Faisant cavaliers seuls, il y a deux absents de marque sur la ligne de départ du prochain classement décennal des vins de Saint-Émilion. Grands crus classés A historiques, les châteaux Ausone (7 hectares, famille Vauthier) et Cheval Blanc (37 ha, groupe LVMH) font défection pour l’édition 2022 annonce Terre de Vins ce 9 juillet. Ce n’est pas un choc sur la place de Bordeaux, où des rumeurs lancinantes faisaient guetter sur les étiquettes la mise en avant des mentions « premier grand cru classé A » pour juger de l’attachement des propriétés à un classement particulièrement attaqué médiatiquement et judiciairement.
L’impact commercial de ce retrait s’annonce nul pour les deux propriétés, affichant un niveau de réputation et de qualité n’ayant pas besoin de ce sigle, un peu comme Petrus n’a pas besoin de la mention château pour asseoir son hégémonie sur les autres crus bordelais. Symboliquement fort, ce retrait est un nouveau caillou dans la chaussure du classement des vins de Saint-Émilion, dont les candidatures pour l’édition 2022 étaient ouvertes du 8 mars au 30 juin dernier (avec des prix en nettes hausses avec la multiplication des procédures judiciaires). Avec ces deux départs retentissants, d’aucuns voit l’histoire du classement des crus bourgeois se répéter (les procédures ayant amené au départ des châteaux les mieux cotés), et plaider pour des classements figés (comme celui de 1855, ayant le mérite d’être une référence immuable).
Enterrement de "première classe"
Gérée par l’Institut National de l’Origine et de la Qualité (INAO) pour le Conseil des Vins de Saint-Émilion (Organisme de Défense et de Gestion), la procédure de classement décennal est mise à mal par de nombreuses attaques judiciaires. Tant administratives que civiles. Avocat de trois propriétés non-classées en 2012, maître Éric Morain estime que « cette double décision est courageuse et doit en appeler d'autres. Elle est l'aboutissement logique d'un système à bout de souffle qui, à force de se croire immuable, tout puissant et incontournable, est devenu vide de sens et le siège de tous les conflits d'intérêt comme le démontrera le procès de septembre. Au-delà de cet "enterrement de première classe", j'espère sincèrement que c'est un nouveau monde qui en surgira. Il serait temps. »

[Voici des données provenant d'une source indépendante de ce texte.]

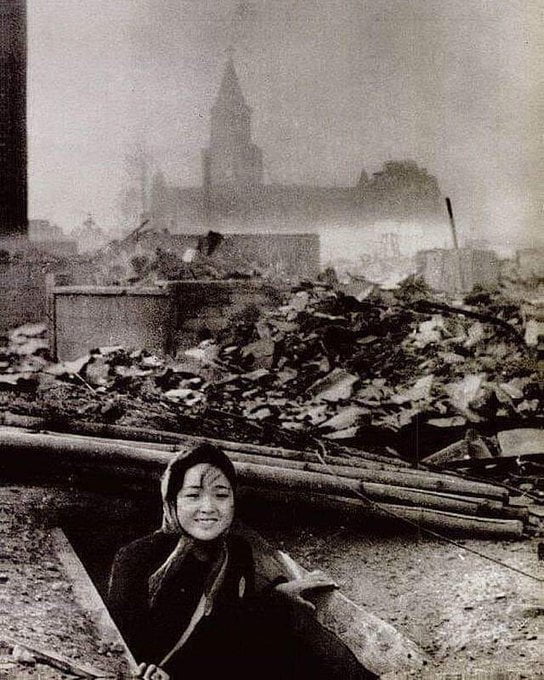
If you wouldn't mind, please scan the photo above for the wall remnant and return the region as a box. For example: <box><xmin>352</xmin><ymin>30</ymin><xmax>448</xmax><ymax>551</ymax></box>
<box><xmin>416</xmin><ymin>248</ymin><xmax>499</xmax><ymax>293</ymax></box>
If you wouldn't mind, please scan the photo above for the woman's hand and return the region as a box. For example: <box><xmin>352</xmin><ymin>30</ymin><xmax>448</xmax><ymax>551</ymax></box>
<box><xmin>274</xmin><ymin>570</ymin><xmax>338</xmax><ymax>611</ymax></box>
<box><xmin>134</xmin><ymin>663</ymin><xmax>170</xmax><ymax>680</ymax></box>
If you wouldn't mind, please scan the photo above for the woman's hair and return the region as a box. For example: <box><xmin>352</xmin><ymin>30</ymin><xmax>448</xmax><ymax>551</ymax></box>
<box><xmin>162</xmin><ymin>444</ymin><xmax>236</xmax><ymax>503</ymax></box>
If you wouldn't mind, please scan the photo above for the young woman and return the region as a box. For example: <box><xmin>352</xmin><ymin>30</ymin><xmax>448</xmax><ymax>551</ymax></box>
<box><xmin>109</xmin><ymin>444</ymin><xmax>331</xmax><ymax>680</ymax></box>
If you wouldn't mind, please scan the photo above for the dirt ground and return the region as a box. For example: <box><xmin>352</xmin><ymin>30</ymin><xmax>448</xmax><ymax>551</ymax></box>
<box><xmin>266</xmin><ymin>527</ymin><xmax>544</xmax><ymax>678</ymax></box>
<box><xmin>0</xmin><ymin>487</ymin><xmax>544</xmax><ymax>680</ymax></box>
<box><xmin>0</xmin><ymin>487</ymin><xmax>130</xmax><ymax>680</ymax></box>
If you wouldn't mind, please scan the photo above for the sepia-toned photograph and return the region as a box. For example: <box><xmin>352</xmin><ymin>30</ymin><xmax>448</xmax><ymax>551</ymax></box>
<box><xmin>0</xmin><ymin>0</ymin><xmax>544</xmax><ymax>680</ymax></box>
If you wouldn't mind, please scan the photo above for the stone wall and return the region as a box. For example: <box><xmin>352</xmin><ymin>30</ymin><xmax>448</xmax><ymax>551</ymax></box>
<box><xmin>48</xmin><ymin>286</ymin><xmax>176</xmax><ymax>361</ymax></box>
<box><xmin>48</xmin><ymin>281</ymin><xmax>278</xmax><ymax>360</ymax></box>
<box><xmin>416</xmin><ymin>248</ymin><xmax>499</xmax><ymax>293</ymax></box>
<box><xmin>0</xmin><ymin>261</ymin><xmax>46</xmax><ymax>333</ymax></box>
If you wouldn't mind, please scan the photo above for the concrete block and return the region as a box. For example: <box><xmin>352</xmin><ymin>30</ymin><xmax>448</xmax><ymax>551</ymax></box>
<box><xmin>49</xmin><ymin>286</ymin><xmax>176</xmax><ymax>360</ymax></box>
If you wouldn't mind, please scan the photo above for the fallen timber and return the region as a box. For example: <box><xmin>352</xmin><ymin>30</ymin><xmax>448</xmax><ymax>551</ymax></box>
<box><xmin>0</xmin><ymin>427</ymin><xmax>523</xmax><ymax>537</ymax></box>
<box><xmin>241</xmin><ymin>526</ymin><xmax>427</xmax><ymax>680</ymax></box>
<box><xmin>0</xmin><ymin>413</ymin><xmax>508</xmax><ymax>501</ymax></box>
<box><xmin>0</xmin><ymin>412</ymin><xmax>409</xmax><ymax>468</ymax></box>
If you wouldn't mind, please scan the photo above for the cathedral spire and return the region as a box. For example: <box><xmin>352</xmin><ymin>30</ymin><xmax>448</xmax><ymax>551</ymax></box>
<box><xmin>216</xmin><ymin>54</ymin><xmax>247</xmax><ymax>108</ymax></box>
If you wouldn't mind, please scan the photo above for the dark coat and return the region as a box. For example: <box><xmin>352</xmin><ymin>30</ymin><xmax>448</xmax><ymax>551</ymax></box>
<box><xmin>109</xmin><ymin>531</ymin><xmax>259</xmax><ymax>678</ymax></box>
<box><xmin>109</xmin><ymin>531</ymin><xmax>375</xmax><ymax>680</ymax></box>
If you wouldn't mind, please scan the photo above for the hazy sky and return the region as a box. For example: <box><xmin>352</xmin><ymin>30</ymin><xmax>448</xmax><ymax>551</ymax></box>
<box><xmin>28</xmin><ymin>0</ymin><xmax>544</xmax><ymax>252</ymax></box>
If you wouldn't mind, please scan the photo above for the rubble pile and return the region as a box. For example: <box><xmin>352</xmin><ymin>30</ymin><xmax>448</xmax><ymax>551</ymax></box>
<box><xmin>207</xmin><ymin>287</ymin><xmax>539</xmax><ymax>440</ymax></box>
<box><xmin>0</xmin><ymin>282</ymin><xmax>544</xmax><ymax>536</ymax></box>
<box><xmin>0</xmin><ymin>284</ymin><xmax>541</xmax><ymax>457</ymax></box>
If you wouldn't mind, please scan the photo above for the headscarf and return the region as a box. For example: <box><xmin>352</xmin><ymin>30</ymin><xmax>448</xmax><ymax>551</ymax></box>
<box><xmin>149</xmin><ymin>444</ymin><xmax>236</xmax><ymax>613</ymax></box>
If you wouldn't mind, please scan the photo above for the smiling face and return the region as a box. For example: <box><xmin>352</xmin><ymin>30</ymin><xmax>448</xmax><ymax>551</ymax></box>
<box><xmin>176</xmin><ymin>463</ymin><xmax>234</xmax><ymax>541</ymax></box>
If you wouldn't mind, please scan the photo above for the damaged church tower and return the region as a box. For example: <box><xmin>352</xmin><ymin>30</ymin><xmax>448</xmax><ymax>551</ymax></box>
<box><xmin>203</xmin><ymin>57</ymin><xmax>263</xmax><ymax>193</ymax></box>
<box><xmin>0</xmin><ymin>0</ymin><xmax>28</xmax><ymax>237</ymax></box>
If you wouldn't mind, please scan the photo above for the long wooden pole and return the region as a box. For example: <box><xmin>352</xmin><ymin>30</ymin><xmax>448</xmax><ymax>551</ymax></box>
<box><xmin>0</xmin><ymin>413</ymin><xmax>409</xmax><ymax>467</ymax></box>
<box><xmin>19</xmin><ymin>431</ymin><xmax>508</xmax><ymax>508</ymax></box>
<box><xmin>0</xmin><ymin>428</ymin><xmax>516</xmax><ymax>515</ymax></box>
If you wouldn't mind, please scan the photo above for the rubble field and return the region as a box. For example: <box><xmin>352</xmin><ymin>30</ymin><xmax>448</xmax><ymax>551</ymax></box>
<box><xmin>0</xmin><ymin>279</ymin><xmax>544</xmax><ymax>678</ymax></box>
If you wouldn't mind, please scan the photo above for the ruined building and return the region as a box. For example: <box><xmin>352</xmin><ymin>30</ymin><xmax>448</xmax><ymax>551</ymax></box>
<box><xmin>0</xmin><ymin>0</ymin><xmax>28</xmax><ymax>236</ymax></box>
<box><xmin>151</xmin><ymin>59</ymin><xmax>444</xmax><ymax>233</ymax></box>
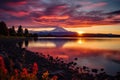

Avant que la commission dédiée de l’INAO ne commence ses travaux sur le dossier brûlant du prochain classement, le tribunal judiciaire de Bordeaux doit se pencher sur les accusations de prise illégale d’intérêt dans le cadre du précédent classement. Des perspectives qui donnent des ailes aux châteaux souhaitant s’émanciper de cette mêlée.